Plasmid-mediated metabolic burden can inhibit biomass growth and may lead to stability or quality problems (e.g., deletions or dimers) with many plasmids. Thus, maintaining low cell stress or metabolic burden during biomass accumulation, and inducing high plasmid copy numbers for only the final portion of the process, leads to superior volumetric plasmid yields while preserving plasmid quality.

Figure 1. Illustration of the temperature-inducible fed-batch process. The initial temperature setpoint is 30 C to keep the plasmid copy number low during growth. Feed medium containing concentrated glycerol is added according to an exponential feeding strategy to control cellular growth at about 0.12/h.
Gene therapy or DNA vaccine plasmids typically contain the pUC (temperature-sensitive) origin of replication. This temperature sensitivity is especially useful for inducing high-yield plasmid production in fermentation using a temperature-inducible, fed-batch process (Figure 1) with an optimized semi-defined medium.5 The initial setpoint temperature of 30 C maintains the plasmid at a low copy number. This reduces metabolic burden and cell stress during bacterial growth such that the majority of the final biomass is formed under low stress conditions.

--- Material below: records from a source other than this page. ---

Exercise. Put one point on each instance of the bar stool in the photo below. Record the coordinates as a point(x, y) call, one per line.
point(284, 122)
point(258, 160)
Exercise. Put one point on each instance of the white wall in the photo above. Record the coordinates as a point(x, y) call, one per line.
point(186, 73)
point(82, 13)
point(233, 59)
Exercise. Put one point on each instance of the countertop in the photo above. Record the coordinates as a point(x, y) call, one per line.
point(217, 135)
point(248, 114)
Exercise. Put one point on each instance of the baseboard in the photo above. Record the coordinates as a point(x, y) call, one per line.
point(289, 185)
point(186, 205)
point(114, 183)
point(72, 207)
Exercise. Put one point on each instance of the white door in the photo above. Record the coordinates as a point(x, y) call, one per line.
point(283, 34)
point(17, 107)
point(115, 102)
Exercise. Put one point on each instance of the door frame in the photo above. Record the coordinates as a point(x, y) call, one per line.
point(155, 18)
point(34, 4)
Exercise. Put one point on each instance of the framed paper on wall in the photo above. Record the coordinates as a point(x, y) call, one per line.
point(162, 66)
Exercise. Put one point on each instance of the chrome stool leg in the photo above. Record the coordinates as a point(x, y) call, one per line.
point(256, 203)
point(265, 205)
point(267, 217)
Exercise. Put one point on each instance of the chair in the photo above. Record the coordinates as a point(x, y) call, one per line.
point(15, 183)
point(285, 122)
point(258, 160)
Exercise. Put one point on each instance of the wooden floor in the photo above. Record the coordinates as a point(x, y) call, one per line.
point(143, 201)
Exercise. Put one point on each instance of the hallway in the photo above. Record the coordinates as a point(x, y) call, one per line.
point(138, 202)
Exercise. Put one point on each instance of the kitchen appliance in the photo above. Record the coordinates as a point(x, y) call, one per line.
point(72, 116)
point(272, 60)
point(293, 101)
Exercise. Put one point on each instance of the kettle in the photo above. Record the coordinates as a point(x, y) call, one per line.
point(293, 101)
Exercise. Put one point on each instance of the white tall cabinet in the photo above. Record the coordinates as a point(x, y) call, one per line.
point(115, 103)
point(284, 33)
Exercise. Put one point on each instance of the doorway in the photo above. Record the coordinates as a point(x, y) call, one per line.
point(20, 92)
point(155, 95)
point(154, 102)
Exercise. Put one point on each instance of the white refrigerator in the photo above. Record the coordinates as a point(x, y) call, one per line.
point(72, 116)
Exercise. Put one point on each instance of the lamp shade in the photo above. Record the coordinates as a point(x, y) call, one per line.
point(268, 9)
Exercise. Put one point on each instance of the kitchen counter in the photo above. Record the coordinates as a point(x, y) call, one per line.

Figure 2. Time profile of a fermentation of DH5α containing a 6.5 kb DNA vaccine plasmid, temperature induced at 29 h
After sufficient biomass accumulation, the temperature is shifted to 42 C and growth continues for up to approximately one doubling of cell mass. This process has resulted in volumetric plasmid yields up to 2,590 mg/L, and specific plasmid DNA yields up to 51 mg/g dry cell weight (DCW), or 5% of the total DCW.4 Figure 2 shows a time profile from a fermentation that reached a plasmid yield of 2,100 mg/L.